Por Fabiana Souza

Ela só queria brincar

Dos 6 aos 10 violentada 

Sendo criança, brincar ela queria…

4 anos sofrendo calada, abusada…

 Machucada

Do corpo até a alma doía

Aos 10 resolveu falar

Daquele pesadelo queria acordar

Alguém, por favor, faz ele parar?

Dentro da menina

O medo

  Do afeto 

Dentro do medo

  O feto 

O Feto foi crescendo

O medo também 

Os dois: reféns 

Reféns do machismo

  AMÉM 

Reféns do fascismo 

  AMÉM 

Reféns da hipocrisia

  AMÉM 

Enquanto suas bocas rezam

A dor da menina desprezam….

Que Deus é esse que com violência silencia?

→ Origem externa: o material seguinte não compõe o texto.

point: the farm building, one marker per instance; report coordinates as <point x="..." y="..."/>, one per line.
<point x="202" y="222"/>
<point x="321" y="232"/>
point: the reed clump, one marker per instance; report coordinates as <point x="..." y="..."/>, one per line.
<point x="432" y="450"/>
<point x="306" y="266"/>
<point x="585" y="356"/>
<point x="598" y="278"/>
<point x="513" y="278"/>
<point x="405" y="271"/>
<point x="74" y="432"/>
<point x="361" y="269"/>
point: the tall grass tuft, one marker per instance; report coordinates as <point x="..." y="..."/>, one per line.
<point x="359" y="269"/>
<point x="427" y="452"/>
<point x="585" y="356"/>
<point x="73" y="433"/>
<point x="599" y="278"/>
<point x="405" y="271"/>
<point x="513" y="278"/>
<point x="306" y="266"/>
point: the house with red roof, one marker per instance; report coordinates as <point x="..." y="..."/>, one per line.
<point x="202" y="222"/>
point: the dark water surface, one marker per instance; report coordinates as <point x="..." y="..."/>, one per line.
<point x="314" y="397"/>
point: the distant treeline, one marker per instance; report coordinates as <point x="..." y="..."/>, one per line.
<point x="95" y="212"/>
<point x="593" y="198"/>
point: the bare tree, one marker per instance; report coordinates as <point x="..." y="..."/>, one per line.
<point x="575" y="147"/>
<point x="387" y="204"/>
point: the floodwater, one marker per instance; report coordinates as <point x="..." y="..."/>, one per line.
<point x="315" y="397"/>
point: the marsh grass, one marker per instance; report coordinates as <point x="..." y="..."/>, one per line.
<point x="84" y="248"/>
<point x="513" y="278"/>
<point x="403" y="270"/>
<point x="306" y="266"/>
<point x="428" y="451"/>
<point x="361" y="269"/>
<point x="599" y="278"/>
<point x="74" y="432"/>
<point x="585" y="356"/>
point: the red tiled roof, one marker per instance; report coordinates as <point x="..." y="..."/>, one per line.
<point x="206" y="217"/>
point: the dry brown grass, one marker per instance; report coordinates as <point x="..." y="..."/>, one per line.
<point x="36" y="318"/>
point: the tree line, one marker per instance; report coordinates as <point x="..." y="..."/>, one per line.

Colocando a culpa na vítima?

C-O-V-A-R-D-I-A

E aquele que sua infância roubou? 

Aquele que causou tanta dor?

Vai ser perdoado? Ou vai virar pastor?

Aos gritos de assassina

Arrancaram o feto

Mas a dor de uma infância perdida ficou.

A dor ficou. 

O medo ficou.

Isso tudo continua lá dentro da menina.

Ninguém vai conseguir arrancar…

A menina só queria brincar…

(Maria Ribeiro e Amália Leonel**)

Primeiro semestre de 2021. Clarice Lispector veste um lenço verde na Praça Maciel Pinheiro, no Centro de Recife. Ela é a única mulher a integrar o conjunto de 12 estátuas que compõem o Circuito da Poesia, homenagem feita aos escritores que tiveram a vida e a obra ligadas a Pernambuco. “A paixão segundo G.H.” (1964) é considerada por muitos a obra-prima de Clarice. Nesse livro, a protagonista G.H. narra em tom confessional, não sem hesitar, um abortamento induzido no passado, o que lhe causa culpa, sofrimento, e muitas reflexões existenciais. 

O que teria pensado Clarice do caso da menina de 10 anos que, não bastasse ter sido abusada ao longo da infância, engravidar do abusador, sofreu ameaças e perseguição quando ia realizar o aborto que lhe foi garantido por lei? O que diria Clarice da fragilidade do direito ao aborto seguro e gratuito no Brasil? Teria ela celebrado a conquista da vizinha Argentina, onde uma maré de mulheres cobriram de verde as ruas, apesar da pandemia – muito melhor administrada e portanto menos danosa lá do que cá, diga-se -, até conseguirem a aprovação do direito ao aborto legal, seguro e gratuito para todas? Talvez por supor que sua voz se somaria ao coro, o lenço verde tenha chegado até Clarice. Quem o colocou? É de se considerar a distância geográfica entre o pano verde das argentinas e toda a paleta de cores presente nas lutas e tradições do território Pernambuco-Recife. Cada povo e cada chão possuem seus percursos e deslocamentos. Qual seria o sentido do pano verde chegar até Clarice? 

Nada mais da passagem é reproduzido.